Trauer um Peter Kölsch

Trauer um Peter Kölsch


(WZ) Peter Kölsch ist tot. Der Gimbsheimer Ortsbürgermeister erlag am Donnerstag im Alter von 66 Jahren seiner schweren Erkrankung. Peter Kölsch hinterlässt seine Frau und seine drei Söhne.
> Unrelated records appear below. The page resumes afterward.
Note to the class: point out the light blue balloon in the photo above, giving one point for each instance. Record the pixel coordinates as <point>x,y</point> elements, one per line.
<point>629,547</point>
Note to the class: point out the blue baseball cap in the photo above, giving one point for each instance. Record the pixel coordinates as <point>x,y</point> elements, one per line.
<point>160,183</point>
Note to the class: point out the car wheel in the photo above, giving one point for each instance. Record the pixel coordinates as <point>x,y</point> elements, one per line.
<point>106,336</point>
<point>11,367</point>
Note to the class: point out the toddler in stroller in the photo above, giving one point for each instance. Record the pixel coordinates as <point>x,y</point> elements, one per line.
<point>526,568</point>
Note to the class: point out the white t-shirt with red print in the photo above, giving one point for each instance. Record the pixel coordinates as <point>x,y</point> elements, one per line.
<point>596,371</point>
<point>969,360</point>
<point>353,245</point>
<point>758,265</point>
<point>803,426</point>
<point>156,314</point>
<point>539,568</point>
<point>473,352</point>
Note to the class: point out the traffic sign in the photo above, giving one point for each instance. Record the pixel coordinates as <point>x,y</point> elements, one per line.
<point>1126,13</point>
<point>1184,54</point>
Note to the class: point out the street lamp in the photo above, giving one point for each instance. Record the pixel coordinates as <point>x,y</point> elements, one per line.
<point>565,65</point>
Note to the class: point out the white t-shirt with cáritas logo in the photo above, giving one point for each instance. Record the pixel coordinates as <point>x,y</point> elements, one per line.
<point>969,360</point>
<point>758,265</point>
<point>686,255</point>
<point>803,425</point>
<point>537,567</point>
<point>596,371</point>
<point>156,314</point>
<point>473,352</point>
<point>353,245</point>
Bei der Kommunalwahl im Juni 2009 hatte sich der SPD-Mann gegen seinen Mitbewerber von den Freien Wählern, Heinz Vallböhmer, durchgesetzt und das Amt des Ortsbürgermeisters für die Genossen zurückgewonnen. Der Einsatz für seine Heimatgemeinde stand für Peter Kölsch immer im Mittelpunkt seines Schaffens. Größtes Projekt während seiner Amtszeit war zweifellos die Umsetzung des Neubaus der Kindertagesstätte „Pusteblume“ Am Bagger. Um den schmucken Niedrigenergie-Komplex mit seiner außergewöhnlichen Architektur wird Gimbsheim ringsum beneidet. Doch auch, wenn es um die „kleinen“ Dinge ging, war er stets für die Bürger da und er packte auch mal selber mit an, wenn es in der Gemeinde was zu tun gab.

1984 war Peter Kölsch in die SPD eingetreten und seitdem politisch aktiv. Bis zur Kommunalwahl 2009 gehörte er ab 1984 dem Ortsgemeinderat an und war von 1994 an Ortsbeigeordneter. Auf Verbandsgemeindeebene saß er ab 2004 für die SPD im VG-Rat und war seit 2007 VG-Beigeordneter. Den SPD-Ortsverein Gimbsheim führte der pensionierte Bahnbeamte ab 2005 als Vorsitzender, seit 2007 war er auch Vorsitzender des SPD-Altrheinverbands.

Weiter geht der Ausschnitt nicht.